Аксёна, дѣйствительно, таилъ зародившуюся мечту… Учитель намекнулъ, что охотно поможетъ ему подготовиться къ поступленію въ учительскую семинарію… Горизонтъ расширялся… Лазарь Емельянычъ правъ… Онъ вернется… Онъ не можетъ не вернуться, но надо сперва повидать Глашутку, побывать въ родной деревнѣ.
Спутникъ Аксёны скупалъ по деревнямъ холсты, нитки, яйца. Аксёна простился съ нимъ, завидѣвъ издали собранныя, какъ грибочки въ кучу, неприглядныя избенки Іонова, захватилъ негромоздкій сундучекъ и пошелъ межой черезъ знакомое ржаное поле прямо къ своей избушкѣ. Убогая лачужка съ заколоченными ставнями и запертой наглухо дверью еще болѣе покосилась на бокъ; плетень завалился; бурьяномъ заросъ дворикъ; отъ хлѣвушка, гдѣ стояла Буренка, остались одни почернѣвшія бревна. Обойдя съ тяжелымъ сердцемъ покинутое, заброшенное пепелище, Аксёна направился къ сосѣду.
Дядя Митяй сидѣлъ на солнышкѣ и ковырялъ слабыми, дрожащими руками лапоть. Онъ не сразу узналъ въ подошедшемъ къ нему горожанинѣ маленькаго почтаря. Подслѣповатые глаза съ недовѣріемъ вопросительно остановились на юношѣ, который, снявъ фуражку, улыбаясь, стоялъ передъ нимъ.
— Господи Іисусе Христе!.. Авксентій!.. Ты ли это?.. Откуда ты!.. А я, братъ, вишь, хвораю… Дюже хвораю… Тетка Матрена ушла на заработки… Бросила все и ушла… Видѣлъ свою лачугу?… Плохо, братъ… Пора самому крестьянствовать…
Аксёна ничего на это не возразилъ и, поговоривъ о своемъ житьѣ-бытьѣ въ городѣ, попросилъ дать ему лошадку съѣздить въ Знаменское.
— А это я вотъ для тебя выточилъ, дядя Митяй, — прибавилъ онъ, вытаскивая изъ кармана трубку.
Дядя Митяй былъ очень доволенъ подаркомъ. Внуку онъ приказалъ запрячь въ телѣгу кобылку и, любуясь трубочкой, приговаривалъ:
— Ишь ты… Самъ выточилъ… Парень на всѣ руки…
Немного погодя, взваливъ сундучекъ на телѣгу, Аксёна выѣхалъ вмѣстѣ съ Иваномъ, внукомъ дяди Митяя, изъ воротъ на улицу, вдоль которой по обѣ стороны тянулись убогія низкія избы.

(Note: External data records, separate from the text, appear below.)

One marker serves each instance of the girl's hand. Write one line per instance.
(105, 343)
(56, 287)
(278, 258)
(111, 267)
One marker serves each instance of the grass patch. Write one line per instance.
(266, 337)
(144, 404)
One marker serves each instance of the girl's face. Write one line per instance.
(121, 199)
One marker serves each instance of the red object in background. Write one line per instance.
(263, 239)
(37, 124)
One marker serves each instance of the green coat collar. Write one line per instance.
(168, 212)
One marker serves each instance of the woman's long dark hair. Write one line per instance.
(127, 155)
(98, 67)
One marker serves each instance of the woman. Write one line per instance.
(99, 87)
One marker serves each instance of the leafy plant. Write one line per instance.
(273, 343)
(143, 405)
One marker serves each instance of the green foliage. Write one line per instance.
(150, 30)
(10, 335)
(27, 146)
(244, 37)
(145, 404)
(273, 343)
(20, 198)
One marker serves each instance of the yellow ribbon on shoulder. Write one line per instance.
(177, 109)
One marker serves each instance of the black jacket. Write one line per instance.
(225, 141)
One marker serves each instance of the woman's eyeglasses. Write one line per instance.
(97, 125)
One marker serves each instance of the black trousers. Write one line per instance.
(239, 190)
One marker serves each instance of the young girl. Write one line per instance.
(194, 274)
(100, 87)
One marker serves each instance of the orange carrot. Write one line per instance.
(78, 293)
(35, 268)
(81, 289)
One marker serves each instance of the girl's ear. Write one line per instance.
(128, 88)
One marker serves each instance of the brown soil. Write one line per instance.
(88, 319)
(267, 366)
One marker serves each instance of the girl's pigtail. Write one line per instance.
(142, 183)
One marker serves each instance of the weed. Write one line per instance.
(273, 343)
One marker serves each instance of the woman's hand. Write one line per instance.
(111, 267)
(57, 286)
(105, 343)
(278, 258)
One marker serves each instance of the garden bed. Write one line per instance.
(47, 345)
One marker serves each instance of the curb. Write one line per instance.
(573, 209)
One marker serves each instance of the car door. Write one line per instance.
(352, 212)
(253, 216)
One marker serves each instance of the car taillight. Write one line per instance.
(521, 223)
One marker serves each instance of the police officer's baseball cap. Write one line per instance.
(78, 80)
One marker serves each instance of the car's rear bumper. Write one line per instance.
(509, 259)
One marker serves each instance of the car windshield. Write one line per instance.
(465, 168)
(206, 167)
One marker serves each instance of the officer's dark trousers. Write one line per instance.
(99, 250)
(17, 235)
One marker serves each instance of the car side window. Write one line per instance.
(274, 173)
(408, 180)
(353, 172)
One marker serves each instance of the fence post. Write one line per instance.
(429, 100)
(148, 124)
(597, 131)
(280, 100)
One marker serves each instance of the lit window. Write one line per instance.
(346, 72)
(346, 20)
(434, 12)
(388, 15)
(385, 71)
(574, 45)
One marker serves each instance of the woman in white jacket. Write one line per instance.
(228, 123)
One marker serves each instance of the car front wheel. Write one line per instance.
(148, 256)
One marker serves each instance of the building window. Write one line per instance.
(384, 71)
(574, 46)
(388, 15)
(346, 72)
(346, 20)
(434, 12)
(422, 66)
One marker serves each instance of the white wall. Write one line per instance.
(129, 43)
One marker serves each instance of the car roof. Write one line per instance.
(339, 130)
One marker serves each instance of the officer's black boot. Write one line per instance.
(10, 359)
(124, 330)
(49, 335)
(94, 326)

Аксёна съ тоскливымъ любопытствомъ озирался вокругъ. Оттого ли, что онъ за три года отвыкъ отъ деревни, или же Іоново обнищало за это время, но деревенская бѣднота казалась ему ни съ чѣмъ несравнимой. Ванька украдкой поглядывалъ на молчаливаго сѣдока, усердно постегивая кобылку. Миновали они поля и болотца; миновали и перелѣсокъ, гдѣ въ памятный рождественскій вечеръ Аксёна пережилъ жуткія минуты съ глазу на глазъ съ голодной волчицей… Крыша Знаменской усадьбы показалась изъ-за молодой, прозрачной еще весенней листвы сада, раскинутаго передъ господскимъ домомъ.
— Эй, дѣвчонка! посторонись!.. задавлю! — молодцовато крикнулъ Ванька.
Шедшая по дорогѣ тоненькая дѣвочка, лѣтъ десяти, въ ситцевомъ желтенькомъ платьѣ съ огромнымъ пучкомъ ландышей въ рукахъ, отпрянула въ сторону, вскинувъ испуганные синіе глазки на проѣзжающихъ.
Что-то знакомое, родное, безконечно милое заставило Аксёну вглядѣться въ худенькое личико.
— Глаша! — крикнулъ онъ, выскакивая на ходу изъ телѣги.
Глазки дѣвочки еще болѣе расширились.
— У, глупая! — наставительно молвилъ Ванька: — своего брата родимаго не признала.
Дѣвочка задрожала, ландыши посыпались къ ея ногамъ, но Аксёна уже былъ около нея и держалъ ее за руки.
— Аксёна!.. Аксёнушка! — могла только выговорить дѣвочка и прижала къ нему омоченное слезами личико.
А вечеромъ того же дня, когда бывшій маленькій почтарь вышелъ съ сестрой посидѣть подъ ракитой у колодца, Глаша, ласкаясь, сказала:
— Хорошо мнѣ здѣсь, Аксёнушка… Всѣ ко мнѣ ласковы… Не обижаютъ… Только лучше бы намъ вмѣстѣ… Одни мы вѣдь съ тобой…
Онъ подумалъ:
«И впрямь, не лучше ли намъ вмѣстѣ жить… Лазарю Емельянычу Глаша будетъ за дочку… Вмѣстѣ и вернемся въ Іоново…»
Возвратъ въ родную деревню казался ему въ далекомъ будущемъ несомнѣннымъ…
«Кто знаетъ, быть можетъ, учителемъ пріѣду сюда!» — мелькнуло у него въ головѣ.
Но онъ не повѣдалъ своей мысли сестрѣ, а Глаша, глядя въ его сіяющіе, восторженные глаза, рѣшила, что братъ ее одну не оставитъ и, блаженно улыбаясь, вздохнула полной грудью, точно съ плечъ ея скатилась непосильная тяжесть.